New Florida bill to add cameras to school buses

Reporter: Annette Montgomery Writer: Paul Dolan
Published: Updated:

A new bill is moving through the Florida legislature to add cameras to school buses to catch drivers illegally passing them.

A state survey shows that one day in 2022, there were more than 800 instances of someone illegally passing school buses in Lee County. And in Collier County, that number was nearly 300. At the same time, the number in Charlotte County was 111.

Chances are you’ve seen a driver losing his or her patience and illegally zoom past a school bus at a stop.

“It’s been an ongoing problem,” Lee County schools’ spokesman, Rob Spicker, said.

Spicker told WINK News the district is all for state lawmakers to toughen the law to keep kids safe. And lawmakers are considering a bill that would do just that. The measure allows schools to install cameras on buses to record drivers illegally passing.

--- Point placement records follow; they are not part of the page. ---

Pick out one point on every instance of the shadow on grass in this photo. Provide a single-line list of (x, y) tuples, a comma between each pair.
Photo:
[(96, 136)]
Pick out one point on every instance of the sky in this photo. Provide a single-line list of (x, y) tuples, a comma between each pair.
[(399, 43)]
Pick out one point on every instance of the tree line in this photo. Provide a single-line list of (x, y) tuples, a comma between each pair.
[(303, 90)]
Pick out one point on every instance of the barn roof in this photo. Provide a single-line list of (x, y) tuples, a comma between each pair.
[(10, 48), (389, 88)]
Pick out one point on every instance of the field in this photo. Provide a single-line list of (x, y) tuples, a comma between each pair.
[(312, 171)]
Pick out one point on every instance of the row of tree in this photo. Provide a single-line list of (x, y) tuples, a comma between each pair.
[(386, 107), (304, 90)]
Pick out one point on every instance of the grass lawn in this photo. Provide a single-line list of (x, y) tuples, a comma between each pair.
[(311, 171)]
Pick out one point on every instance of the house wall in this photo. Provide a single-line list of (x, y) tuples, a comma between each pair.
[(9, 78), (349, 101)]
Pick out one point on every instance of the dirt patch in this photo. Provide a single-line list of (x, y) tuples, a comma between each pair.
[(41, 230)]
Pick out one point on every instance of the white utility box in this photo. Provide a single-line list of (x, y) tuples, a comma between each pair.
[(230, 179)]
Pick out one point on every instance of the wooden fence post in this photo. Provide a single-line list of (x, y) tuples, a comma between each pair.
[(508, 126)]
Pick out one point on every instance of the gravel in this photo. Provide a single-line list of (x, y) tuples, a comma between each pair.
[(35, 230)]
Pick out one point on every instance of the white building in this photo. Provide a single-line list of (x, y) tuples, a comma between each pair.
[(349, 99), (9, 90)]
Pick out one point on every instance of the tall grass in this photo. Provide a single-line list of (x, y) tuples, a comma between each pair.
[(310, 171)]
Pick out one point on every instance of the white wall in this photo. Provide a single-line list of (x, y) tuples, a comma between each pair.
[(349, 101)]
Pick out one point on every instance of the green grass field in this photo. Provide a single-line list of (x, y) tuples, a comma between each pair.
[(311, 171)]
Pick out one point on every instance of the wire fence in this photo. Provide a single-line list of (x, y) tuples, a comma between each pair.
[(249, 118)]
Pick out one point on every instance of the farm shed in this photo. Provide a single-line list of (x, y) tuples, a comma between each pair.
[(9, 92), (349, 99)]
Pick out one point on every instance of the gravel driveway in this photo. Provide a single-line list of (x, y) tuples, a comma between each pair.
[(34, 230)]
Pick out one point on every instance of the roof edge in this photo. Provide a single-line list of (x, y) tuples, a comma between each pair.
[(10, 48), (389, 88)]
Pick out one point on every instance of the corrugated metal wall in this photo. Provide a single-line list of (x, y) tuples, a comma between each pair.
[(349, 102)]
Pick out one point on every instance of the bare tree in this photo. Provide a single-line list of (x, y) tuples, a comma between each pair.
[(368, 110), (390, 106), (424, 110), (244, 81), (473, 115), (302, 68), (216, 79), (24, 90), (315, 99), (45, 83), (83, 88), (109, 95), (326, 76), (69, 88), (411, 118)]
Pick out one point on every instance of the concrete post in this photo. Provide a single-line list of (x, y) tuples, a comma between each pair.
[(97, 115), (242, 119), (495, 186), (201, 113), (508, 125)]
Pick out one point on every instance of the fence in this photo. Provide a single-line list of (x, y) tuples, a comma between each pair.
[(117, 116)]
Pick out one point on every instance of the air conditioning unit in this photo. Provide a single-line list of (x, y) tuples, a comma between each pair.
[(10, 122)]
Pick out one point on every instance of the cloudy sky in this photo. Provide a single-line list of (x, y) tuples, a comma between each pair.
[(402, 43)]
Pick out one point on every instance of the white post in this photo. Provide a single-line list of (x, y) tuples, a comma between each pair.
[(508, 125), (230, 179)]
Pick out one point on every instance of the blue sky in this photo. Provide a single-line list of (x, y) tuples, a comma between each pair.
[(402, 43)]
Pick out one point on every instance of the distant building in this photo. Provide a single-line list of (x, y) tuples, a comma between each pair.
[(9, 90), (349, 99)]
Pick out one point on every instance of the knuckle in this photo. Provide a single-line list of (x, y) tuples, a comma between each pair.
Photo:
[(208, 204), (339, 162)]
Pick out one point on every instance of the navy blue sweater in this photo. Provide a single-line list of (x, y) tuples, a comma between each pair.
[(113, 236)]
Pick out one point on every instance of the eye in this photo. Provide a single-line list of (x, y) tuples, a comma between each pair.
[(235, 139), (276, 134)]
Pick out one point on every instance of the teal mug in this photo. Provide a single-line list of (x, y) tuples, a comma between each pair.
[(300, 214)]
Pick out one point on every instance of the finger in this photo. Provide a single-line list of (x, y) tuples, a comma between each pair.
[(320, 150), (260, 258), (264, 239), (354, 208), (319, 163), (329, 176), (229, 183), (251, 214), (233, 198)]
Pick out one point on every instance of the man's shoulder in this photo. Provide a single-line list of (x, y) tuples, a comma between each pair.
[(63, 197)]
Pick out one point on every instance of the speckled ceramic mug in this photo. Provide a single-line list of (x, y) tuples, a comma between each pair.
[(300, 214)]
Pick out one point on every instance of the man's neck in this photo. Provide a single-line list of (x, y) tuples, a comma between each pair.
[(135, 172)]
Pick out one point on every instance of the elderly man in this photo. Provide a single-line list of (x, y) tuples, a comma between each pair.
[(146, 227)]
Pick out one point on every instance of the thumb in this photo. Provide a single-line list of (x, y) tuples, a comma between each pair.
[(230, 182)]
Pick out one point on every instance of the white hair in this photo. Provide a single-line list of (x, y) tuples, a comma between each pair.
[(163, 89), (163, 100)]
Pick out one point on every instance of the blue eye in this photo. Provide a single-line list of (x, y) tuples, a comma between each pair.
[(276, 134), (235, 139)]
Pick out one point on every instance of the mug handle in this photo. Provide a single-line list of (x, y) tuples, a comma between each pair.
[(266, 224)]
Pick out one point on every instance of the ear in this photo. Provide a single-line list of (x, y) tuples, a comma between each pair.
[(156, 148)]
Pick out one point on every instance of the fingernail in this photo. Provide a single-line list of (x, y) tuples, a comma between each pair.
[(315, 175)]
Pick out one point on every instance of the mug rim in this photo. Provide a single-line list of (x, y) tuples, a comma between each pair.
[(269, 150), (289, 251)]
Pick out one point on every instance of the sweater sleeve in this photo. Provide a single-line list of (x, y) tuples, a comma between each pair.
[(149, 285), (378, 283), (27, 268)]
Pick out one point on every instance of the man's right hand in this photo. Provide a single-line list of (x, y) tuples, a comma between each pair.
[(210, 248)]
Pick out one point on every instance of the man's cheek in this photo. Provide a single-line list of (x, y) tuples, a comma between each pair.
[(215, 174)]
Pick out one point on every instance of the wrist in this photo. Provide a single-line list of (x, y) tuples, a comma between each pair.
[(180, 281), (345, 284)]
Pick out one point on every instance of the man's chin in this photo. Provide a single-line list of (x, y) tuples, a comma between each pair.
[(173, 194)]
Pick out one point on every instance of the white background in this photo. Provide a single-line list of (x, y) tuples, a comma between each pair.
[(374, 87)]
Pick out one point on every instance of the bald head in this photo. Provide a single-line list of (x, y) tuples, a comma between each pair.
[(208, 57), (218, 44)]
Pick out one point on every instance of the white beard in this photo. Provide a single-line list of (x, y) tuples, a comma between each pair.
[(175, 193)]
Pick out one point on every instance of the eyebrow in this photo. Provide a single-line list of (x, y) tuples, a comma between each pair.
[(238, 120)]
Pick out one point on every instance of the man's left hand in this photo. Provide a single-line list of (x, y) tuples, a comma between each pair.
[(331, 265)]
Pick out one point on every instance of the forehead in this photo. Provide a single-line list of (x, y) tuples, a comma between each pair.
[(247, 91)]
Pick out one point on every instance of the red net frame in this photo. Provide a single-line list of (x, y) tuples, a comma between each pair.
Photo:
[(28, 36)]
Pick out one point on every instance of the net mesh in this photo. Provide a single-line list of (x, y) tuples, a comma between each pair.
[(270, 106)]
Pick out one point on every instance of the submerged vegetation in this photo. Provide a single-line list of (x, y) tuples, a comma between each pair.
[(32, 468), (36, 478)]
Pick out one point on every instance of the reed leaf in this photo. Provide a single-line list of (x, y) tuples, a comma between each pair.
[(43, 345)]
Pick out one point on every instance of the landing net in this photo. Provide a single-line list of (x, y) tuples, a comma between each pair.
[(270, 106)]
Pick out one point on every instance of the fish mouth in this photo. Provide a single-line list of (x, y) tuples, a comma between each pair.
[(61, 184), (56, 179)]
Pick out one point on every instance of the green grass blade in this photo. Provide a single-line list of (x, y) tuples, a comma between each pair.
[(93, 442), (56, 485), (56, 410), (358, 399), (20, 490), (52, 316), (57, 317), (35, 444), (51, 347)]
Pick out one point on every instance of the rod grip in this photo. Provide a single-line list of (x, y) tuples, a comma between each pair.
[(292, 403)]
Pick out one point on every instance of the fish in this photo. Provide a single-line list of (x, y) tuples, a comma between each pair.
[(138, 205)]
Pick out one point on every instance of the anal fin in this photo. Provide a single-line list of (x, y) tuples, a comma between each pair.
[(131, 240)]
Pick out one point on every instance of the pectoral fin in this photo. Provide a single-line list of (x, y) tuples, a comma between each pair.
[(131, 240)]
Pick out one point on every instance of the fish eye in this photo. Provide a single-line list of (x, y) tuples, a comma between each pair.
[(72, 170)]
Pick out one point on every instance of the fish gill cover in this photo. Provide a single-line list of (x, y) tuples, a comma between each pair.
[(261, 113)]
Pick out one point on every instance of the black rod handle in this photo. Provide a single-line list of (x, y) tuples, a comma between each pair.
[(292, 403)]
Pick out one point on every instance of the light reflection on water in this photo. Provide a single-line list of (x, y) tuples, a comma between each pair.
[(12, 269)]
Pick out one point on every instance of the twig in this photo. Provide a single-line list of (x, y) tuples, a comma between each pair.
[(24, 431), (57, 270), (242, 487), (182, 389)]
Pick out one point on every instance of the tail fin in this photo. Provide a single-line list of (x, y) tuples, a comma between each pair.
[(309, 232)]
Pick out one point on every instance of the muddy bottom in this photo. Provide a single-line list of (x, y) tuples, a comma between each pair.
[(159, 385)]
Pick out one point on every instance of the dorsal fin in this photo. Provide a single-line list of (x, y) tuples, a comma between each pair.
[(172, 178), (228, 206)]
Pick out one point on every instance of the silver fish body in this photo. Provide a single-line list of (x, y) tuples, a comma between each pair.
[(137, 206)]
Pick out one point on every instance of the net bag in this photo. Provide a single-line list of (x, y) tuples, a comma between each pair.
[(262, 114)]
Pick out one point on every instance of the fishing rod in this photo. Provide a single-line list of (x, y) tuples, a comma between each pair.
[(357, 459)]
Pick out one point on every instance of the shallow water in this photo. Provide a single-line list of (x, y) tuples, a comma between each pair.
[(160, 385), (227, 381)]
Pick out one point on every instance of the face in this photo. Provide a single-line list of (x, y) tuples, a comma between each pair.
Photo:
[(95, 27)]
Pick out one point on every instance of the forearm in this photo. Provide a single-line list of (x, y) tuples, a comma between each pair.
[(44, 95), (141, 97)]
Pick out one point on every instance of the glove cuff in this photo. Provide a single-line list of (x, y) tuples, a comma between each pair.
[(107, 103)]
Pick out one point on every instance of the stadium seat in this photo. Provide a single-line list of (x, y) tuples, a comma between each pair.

Sherry Stevens lost her 16-year-old son, Cameron Mayhew, in 2016 when a driver passed a parked school bus.

“It just takes a few of our house representatives to push forward and help fight for us,” Stevens said.

“I understand people want their privacy; I understand their fight… but at the end of the day, if it was their children out there… then they would understand,” Stevens said.

Florida’s Department of Education did a one-day survey in 2022 to determine how many drivers pass school buses illegally. Statewide, 7,687 drivers illegally pass school buses, 825 in Lee County, 295 in Collier County, and 111 in Charlotte County.

“It is a problem that we worry about every day,” Spicker said.

And if the bill becomes law, every one of those people who broke the law would be fined $225. Stevens told WINK News that it’s a start, but in her mind, still not enough.

“I don’t understand why there’s bigger penalty for the turtle eggs, I love the turtles, the sea turtles, than when you have the death of a child,” Stevens said.

Only a handful of state senators did not support the measure, Erin Grall, a Republican from Vero Beach, being one of them. Grall told WINK News in a statement she doesn’t like surveillance across our communities, extensive access tracking daily movements of all Floridians, and the lack of due process.